A handful of buildings that have served as Walgreens locations are currently up for sale in Arizona, one of the states where the company in recent decades has been most heavily invested.
The pharmacy chain store giant, which is based in Deerfield, Illinois, announced last year that it was in the process of closing up to 1,500 of its outlets, with upwards of half of that number set to end operations by this summer.
Those closures come on top of another 900 stores that Walgreens shuttered between 2022 and 2024. At its height in 2010, Walgreens had more than 9,600 stores.
The reasons for the closings have been due to a combination of increasing competition from online pharmacies, some of which have been run by the company itself; a significant increase in shoplifting; and an oversaturation of Walgreens stores in some particular urban and suburban markets.
Properties belonging to the company that are currently up for sale in Arizona include a 10,000-square-foot, one-story structure in Gilbert at 4760 Val Vista Drive that was built just over a year ago and is classified as Class B building. The structure has a listing price of $7.4 million.
A nearly 15,000-square-foot building in Tucson is up for sale for $4.6 million. Located at 10405 North La Canada Drive, the structure was opened in 1997 and is designated as a Class B building.
Another Tucson Class B Walgreens location at 3180 North Campbell Avenue was built in 2001 and is listed for exactly $6 million.

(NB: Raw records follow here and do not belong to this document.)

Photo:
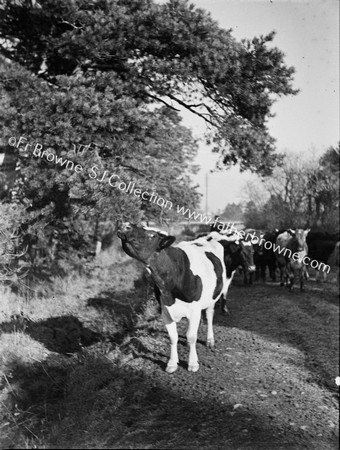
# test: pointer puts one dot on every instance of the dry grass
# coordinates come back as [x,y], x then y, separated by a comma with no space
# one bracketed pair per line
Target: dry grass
[44,387]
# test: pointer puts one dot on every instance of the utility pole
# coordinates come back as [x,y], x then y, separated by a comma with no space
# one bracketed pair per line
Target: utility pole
[206,193]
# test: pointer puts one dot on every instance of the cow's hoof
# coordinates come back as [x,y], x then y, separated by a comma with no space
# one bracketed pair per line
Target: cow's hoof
[171,368]
[193,367]
[211,344]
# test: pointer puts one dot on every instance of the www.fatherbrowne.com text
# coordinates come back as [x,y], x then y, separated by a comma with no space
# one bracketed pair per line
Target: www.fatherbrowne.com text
[129,187]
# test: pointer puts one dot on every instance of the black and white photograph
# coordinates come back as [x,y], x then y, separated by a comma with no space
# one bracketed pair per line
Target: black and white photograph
[169,224]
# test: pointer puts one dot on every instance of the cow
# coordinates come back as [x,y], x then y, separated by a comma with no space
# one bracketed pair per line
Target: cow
[265,257]
[240,254]
[235,235]
[322,247]
[291,250]
[190,277]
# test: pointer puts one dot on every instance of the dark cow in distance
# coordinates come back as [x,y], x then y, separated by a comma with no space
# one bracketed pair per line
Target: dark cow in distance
[190,277]
[321,247]
[291,251]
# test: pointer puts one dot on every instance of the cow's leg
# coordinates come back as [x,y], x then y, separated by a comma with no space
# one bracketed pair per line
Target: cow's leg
[282,275]
[263,272]
[223,301]
[210,331]
[257,272]
[194,321]
[171,327]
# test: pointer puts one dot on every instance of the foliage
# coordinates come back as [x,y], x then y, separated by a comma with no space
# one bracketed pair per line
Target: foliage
[105,77]
[302,194]
[172,53]
[232,212]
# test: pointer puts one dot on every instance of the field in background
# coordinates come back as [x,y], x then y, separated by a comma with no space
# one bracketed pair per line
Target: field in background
[82,366]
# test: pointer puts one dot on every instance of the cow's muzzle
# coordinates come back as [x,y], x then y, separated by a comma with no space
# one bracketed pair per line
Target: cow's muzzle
[121,235]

Built in 2003, a Walgreens store in Mesa at 9233 E. Guadalupe Road is listed for $3.2 million, and measures 14,560 square feet. It, too, is a Class B structure.
A 25-year-old Class B building housing a Walgreens in Scottsdale at 11250 North Via Linda Road measures exactly 15,000 square feet and has an asking price of just over $6 million.
Walgreens locations generally measure anywhere from 13,500 square feet to 14,500 square feet and are usually, but not always, free-standing buildings.
The company opened one of its first stores in Arizona in Phoenix in 1933, a store that, among other things, sold toasters, electric clocks, and RCA-licensed radio tubes.